WATCH: McIlroy Plays Incredible Pitch And Run Up Cart Path

Rory McIlroy plays a shot off the cart path on the 10th hole at Quail Hollow Club during the 2017 PGA Championship. (Photo credit: Streeter Lecka/Getty Images)

CHARLOTTE, NORTH CAROLINA – Seve’s famous escape from a bunker during the 1983 Ryder Cup? The shot he played with a 3 wood scarcely touching any sand on the 18th hole of his match against Fuzzy Zoeller? I saw that. I was standing right behind it, perhaps 50 feet away, and the hairs on the back of my neck stood up when Nick De Paul, Seve’s caddie, handed him a 3 wood.

Tiger’s chip in on the 16th at Augusta in 2005? Saw that too, though this time via television. I remember clearly how the TV camera swooped in on his ball, showing clearly the Nike logo, before it fell into the hole.


Mickelson’s 6 iron from between the trees on the 13th at Augusta in 2010? Watched that on television. In commentary, Sir Nick Faldo called it the shot of Mickelson’s life. I saw – again on TV – Bubba Watson’s recovery shot from among trees to the right of the 10th hole in the playoff in 2013. And talking of playoffs, I was there, deep in the crowd, when Larry Mize chipped in on the 11th green to snatch the 1987 Masters from Greg Norman.

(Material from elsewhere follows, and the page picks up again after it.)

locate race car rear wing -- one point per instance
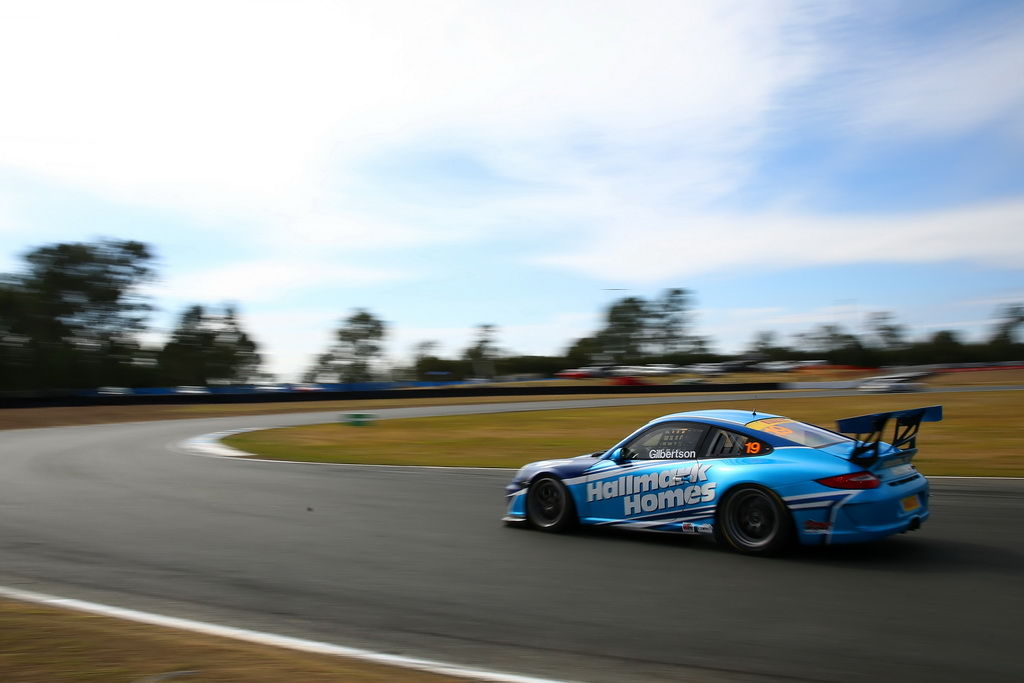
(867, 430)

But I didn’t see Rory McIlroy’s 80-yard pitch and run up a cart path to get his par on the 10th hole at Quail Hollow at the start of his second round in the 2017 PGA. It didn’t win him a tournament but it earned the shot a place in the pantheon of extraordinary golf shots.

After a long but rather wild second shot, McIlroy was green-high at the bottom of a hill adjoining a cart path in a scruffy lie. He couldn’t go over the trees because he was too close to them. Rather like Jordan Spieth on the 13th at Birkdale during this year’s Open – who saw an escape route that no one else did – McIlroy was not fazed.

He decided he would hit his ball up the cart path and hope it would bobble to somewhere near the green.

For an ordinary golfer, such a gamble certainly would not have come off but when you can hit the ball as straight as McIlroy, such antics are not beyond you. Using a 6 iron he fashioned a low shot that did indeed make its way up towards the green – bounce, bounce, bounce – through a bunker and ended on the edge of the putting surface. A chip and putt later and McIlroy nonchalantly walked off the green muttering: “Just an ordinary par.”

I am often asked how good the best players are. These shots are as articulate an answer as it is possible to give. The golfers who hit them are not just good or very good. They are truly exceptional.